= Utilities in Chad =

In the late 1980s, public utilities in Chad were extremely limited. The Chadian Water and Electricity Company (Société Tchadienne d'Eau et d'Electricité—STEE), was the major public utility company. The government held 82 percent of the shares and CCCE held 18 percent. STEE provided water and electricity to the four main urban areas, N'Djamena, Moundou, Sarh, and Abéché. The company supplied water, but not electricity, to six other towns. Despite old equipment and high maintenance costs, STEE was able to meet about half of peak demand, which increased significantly from 1983 to 1986. Production of electricity rose by 35 percent from 1983 to 1986, and the supply of water increased by 24 percent during the same period. In 1986 STEE produced 62.1 million kilowatt-hours of electricity and supplied 10.8 million cubic meters of water.
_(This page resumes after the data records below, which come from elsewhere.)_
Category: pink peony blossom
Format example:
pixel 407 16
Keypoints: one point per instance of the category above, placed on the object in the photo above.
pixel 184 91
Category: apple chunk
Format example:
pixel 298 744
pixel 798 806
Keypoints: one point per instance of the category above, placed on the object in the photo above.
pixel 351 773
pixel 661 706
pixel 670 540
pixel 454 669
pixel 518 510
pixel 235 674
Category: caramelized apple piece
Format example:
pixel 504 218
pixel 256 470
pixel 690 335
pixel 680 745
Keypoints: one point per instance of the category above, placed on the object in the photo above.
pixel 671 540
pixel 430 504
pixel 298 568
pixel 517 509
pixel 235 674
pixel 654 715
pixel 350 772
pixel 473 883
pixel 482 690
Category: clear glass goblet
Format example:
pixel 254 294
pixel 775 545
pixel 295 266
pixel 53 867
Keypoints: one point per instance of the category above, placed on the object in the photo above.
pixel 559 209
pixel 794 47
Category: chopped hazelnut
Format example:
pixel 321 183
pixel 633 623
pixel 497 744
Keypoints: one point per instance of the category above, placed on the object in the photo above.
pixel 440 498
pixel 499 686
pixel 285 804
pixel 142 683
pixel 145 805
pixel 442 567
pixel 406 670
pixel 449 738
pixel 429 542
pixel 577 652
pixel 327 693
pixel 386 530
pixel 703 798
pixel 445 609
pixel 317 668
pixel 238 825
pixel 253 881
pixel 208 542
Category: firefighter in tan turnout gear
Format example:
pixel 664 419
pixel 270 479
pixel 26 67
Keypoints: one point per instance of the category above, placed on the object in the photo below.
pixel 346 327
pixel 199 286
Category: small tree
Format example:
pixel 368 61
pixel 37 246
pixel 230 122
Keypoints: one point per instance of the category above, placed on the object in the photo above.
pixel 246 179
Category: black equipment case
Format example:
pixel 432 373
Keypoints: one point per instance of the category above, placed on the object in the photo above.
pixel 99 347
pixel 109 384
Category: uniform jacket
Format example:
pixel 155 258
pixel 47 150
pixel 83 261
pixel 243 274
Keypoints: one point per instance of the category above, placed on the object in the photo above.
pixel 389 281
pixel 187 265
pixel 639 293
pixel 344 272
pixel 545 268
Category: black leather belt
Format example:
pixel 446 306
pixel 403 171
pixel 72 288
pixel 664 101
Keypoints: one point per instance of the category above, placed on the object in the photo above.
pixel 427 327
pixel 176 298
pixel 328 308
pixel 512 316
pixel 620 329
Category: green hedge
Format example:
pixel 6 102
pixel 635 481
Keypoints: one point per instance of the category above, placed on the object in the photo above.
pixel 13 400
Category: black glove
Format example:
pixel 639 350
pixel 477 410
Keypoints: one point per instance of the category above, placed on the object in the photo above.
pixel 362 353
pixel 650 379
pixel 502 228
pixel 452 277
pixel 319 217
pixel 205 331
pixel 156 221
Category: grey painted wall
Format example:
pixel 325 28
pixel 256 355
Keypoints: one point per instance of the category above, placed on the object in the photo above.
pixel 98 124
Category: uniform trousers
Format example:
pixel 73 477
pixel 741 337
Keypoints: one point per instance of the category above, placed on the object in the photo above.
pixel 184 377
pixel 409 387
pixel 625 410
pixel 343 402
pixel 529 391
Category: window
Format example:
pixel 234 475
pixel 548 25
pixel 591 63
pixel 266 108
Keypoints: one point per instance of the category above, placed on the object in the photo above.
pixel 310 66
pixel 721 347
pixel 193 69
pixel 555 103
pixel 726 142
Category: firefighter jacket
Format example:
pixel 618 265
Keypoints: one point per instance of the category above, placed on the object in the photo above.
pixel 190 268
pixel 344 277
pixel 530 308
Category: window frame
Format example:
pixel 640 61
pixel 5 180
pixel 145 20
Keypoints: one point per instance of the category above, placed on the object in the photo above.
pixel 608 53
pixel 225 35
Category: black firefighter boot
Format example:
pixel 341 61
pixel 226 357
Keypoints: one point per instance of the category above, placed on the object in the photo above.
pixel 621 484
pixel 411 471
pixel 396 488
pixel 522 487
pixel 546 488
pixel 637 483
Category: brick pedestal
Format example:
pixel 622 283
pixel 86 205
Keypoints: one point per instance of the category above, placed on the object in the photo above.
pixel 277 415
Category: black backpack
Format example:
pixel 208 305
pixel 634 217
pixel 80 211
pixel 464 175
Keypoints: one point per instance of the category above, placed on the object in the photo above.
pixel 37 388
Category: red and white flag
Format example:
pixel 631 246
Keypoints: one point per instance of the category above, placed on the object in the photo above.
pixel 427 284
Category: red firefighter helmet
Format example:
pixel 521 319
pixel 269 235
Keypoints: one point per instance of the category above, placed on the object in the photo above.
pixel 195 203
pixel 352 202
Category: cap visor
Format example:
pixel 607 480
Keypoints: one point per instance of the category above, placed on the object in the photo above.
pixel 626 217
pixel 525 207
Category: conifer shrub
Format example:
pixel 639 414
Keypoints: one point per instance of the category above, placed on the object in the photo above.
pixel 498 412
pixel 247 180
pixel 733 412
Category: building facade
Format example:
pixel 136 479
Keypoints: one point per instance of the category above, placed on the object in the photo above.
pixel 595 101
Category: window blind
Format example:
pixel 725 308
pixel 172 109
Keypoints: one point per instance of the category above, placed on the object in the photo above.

In N'Djamena the majority of households had access to water. There were, however, only about 3,000 officially connected customers, a good proportion of which were collective customers. There were also an estimated 1,500 illegal water connections. The rest of the people received water from standpipes. Some 5,000 customers were officially connected for electricity in the capital in 1986, with an unknown number of illegal connections. Because electricity was so expensive and because electrical appliances were beyond the means of most people, the consumption of power per household was low. The high cost of electricity also hindered the expansion of small- and medium-sized enterprises.

A UN report detailing aid cuts to Chad further shows the scope of the problem as over a million Sudanese refugees are without aid like food and water because of a $400M shortfall in aid. The shortage of water stems from the lack of access to wells or water within the region and requires almost all of the water needed to come from aid or donations.